I HAVE A bronze medal I keep in a banker’s box, not having found a place to put it since I moved. The words on it read, “Le concours d’art oratoire 2009.” I probably wouldn’t have it if it weren’t for my Grade 12 French teacher, Joanne Léger-Legault, who encouraged me to participate in the city-wide contest and to whom I owe at least a small part of my abiding commitment to the French language—and consequently, my decision to study at the University of Ottawa. But the public has come to know a much different side of her.
The story of her “inappropriate relationships” with male students has spread from the local to the national media. Although the last attested incident occurred during the 2005–06 school year, when I was, the story has had an impact on me, as it has on most of her students.
Many of them have reacted with emotions appropriate to her actions: Shock, disgust, and a sense of betrayal. But when I try to process the situation emotionally, I always get stuck on something.
Léger-Legault is not an evil person. She was one of the best teachers of my high-school career, an opinion I am not alone in holding. As I’ve spoken to former classmates, it’s become clear I’m not the only one grappling with the contradiction between the person I knew and the acts that prompted her dismissal.
How can a good teacher—someone who pushed me to succeed and who contributed in her own way to my development as a student and a person—commit what the Ottawa Citizen called “sexual abuse”?
This contradiction gets to the heart of the very nature of sexual abuse and statutory rape, and how it encompasses acts that go beyond our Criminal Code and our stereotypes about the kind of people who commit them.
On the most basic level, sexual abuse is any sexual act committed without the consent of all persons involved, and consent means more than just saying “yes.” I remember being told once that for consent to be meaningful, the person giving it has to be in a situation where they feel they can say “no.” The power relationship between a teacher and a student takes the ability to say no out of the equation.
Léger-Legault had power over these students. She held control over their grades, and their education more broadly, in addition to being privy to sensitive details of their private lives that some of them chose to confide in her. Did these considerations enter into their minds when she made sexual advances toward them? While no one can speak for the students in this case, Léger-Legault’s position of trust and authority could, and likely did, skew their responses.

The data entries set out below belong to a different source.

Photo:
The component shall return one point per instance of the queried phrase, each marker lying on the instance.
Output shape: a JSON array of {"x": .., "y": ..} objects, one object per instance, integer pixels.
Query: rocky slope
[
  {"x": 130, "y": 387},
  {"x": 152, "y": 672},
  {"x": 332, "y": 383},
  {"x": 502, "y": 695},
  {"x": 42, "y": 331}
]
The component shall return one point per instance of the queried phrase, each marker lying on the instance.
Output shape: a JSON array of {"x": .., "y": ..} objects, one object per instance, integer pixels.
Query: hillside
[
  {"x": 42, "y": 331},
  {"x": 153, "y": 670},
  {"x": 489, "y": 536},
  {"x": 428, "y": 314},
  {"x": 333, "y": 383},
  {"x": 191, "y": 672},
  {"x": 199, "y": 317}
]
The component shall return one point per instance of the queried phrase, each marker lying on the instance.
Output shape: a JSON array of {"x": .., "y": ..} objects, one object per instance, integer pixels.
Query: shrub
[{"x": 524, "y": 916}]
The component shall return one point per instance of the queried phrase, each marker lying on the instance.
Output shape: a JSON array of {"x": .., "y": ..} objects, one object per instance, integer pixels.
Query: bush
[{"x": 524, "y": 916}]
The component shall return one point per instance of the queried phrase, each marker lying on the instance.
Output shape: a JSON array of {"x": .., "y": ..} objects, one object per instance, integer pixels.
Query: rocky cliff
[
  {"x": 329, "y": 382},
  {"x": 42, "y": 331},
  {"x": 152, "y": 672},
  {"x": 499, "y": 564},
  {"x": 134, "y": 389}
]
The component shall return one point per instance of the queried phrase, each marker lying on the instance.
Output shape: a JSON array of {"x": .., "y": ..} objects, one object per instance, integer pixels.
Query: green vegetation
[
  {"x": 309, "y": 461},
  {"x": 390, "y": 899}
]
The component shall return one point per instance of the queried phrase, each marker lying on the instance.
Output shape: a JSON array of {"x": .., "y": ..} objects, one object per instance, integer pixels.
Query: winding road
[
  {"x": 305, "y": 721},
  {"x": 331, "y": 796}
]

The uncertainty of whether the students were coerced into sexual engagement with Léger-Legault is fundamental to the wisdom of exactly the rules she broke. There are reasons why teachers are held to a code of conduct above criminal law.
Beyond their implications for the teacher’s objectivity and the social taboos they break, sexual relations between students and teachers enter into a murky world where consent is twisted and deformed by power dynamics. It’s possible that Léger-Legault—and even some of the students she had explicit relationships with—saw nothing morally wrong in what she was doing, but that doesn’t take away from the gravity of her actions.
No one should ever be faced with the choice these students were. It’s about more than the specific circumstances of this or any other case of sexual abuse: It’s about power and its gross misuse.